12 feb. 2013

La valentía



Con el paso de los años, se ha distorsionado el verdadero concepto de algunos de los valores más importantes de la humanidad, y que hacen que los seres humanos seamos eso…humanos.Uno de los valores más distorsionados, adornado y disfrazado es el de la Valentía.


Esta se ha confundido en muchas ocasiones con osadía, con no saber estar, con atrevimiento, con arriesgar la propia vida, etc..Esta distorsión se ve clara y profundamente arraigada especialmente en los hombres. Derivado de la asociación de estos con la fortaleza, la dureza, la asunción de roles masculinos gravemente marcados, se les ha pedido a lo largo de sus vidas que sean “valientes”, identificando valentía con no llorar, estar siempre fuerte, no sufrir, ser el cabeza de familia sobre el que tendrán que aposentar los problemas más variopintos, o no expreasar sus emociones. Se les propone que asuman riesgos o que ejecuten atrevimientos, y en los cuales se pone en tela de juicio su hombría y su valentía, confundiendo esta con las características que actualmente se le atribuyen al “macho ibérico”.

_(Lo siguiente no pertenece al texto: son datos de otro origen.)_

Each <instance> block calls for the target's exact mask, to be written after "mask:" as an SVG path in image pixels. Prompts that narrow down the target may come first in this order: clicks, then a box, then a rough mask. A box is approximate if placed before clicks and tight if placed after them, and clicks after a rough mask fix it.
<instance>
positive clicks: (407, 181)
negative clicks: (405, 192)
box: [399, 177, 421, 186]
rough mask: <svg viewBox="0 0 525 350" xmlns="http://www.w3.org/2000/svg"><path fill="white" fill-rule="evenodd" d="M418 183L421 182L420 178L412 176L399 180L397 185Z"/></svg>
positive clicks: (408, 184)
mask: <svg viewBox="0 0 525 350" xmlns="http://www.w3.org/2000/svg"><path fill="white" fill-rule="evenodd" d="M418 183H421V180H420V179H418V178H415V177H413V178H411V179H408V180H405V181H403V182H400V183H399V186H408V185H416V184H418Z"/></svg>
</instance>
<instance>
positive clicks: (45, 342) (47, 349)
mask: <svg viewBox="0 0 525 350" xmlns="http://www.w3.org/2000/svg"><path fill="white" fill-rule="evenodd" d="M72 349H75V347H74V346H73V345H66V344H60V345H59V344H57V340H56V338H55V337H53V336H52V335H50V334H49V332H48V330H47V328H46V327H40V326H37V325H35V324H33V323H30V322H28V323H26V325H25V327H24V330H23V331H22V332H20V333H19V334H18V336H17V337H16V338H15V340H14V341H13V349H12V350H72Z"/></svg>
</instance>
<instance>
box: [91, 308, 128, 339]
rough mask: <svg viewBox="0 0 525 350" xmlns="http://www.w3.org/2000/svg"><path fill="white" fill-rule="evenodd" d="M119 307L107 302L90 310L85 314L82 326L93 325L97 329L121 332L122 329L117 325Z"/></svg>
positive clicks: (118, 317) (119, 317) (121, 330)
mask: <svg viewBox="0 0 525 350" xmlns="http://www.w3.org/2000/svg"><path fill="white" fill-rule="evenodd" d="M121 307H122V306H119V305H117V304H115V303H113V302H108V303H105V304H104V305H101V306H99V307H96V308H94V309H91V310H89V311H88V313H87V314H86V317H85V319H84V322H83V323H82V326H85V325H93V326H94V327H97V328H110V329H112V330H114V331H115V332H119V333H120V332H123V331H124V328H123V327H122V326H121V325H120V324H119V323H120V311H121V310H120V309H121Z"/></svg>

En este sentido, los hombres invierten gran parte de su tiempo precisamente en decantar la balanza a su favor, para que esta hombría no sea cuestionada, y puedan seguir asumiendo el rol de macho sin que su autoestima y su integridad sea dañada, para poder sentirse aceptados socialmente. Las consecuencias las estamos pagando caras….los adolescentes asume riesgos innecesarios y en muchas ocasiones ponen su vida en peligro; en el caso de los hombres, otras veces el objetivo es salir con cuantas más chicas mejor, sin comprometerse,(eso es de blandos), valentía es poner el coche a 150, o beber siete cervezas seguidas y no morir en el intento; o “decir las cosas a la cara”, implicando esto que se puede faltar el respeto a las personas o tomarse las confianzas que sean necesarias; valentía es saber dar portazo a las personas, prescindir de ellas cuando no gustan; Valiente es aquel que es capaz de ocultar mentiras por un largo tiempo, o el que desempeña proezas….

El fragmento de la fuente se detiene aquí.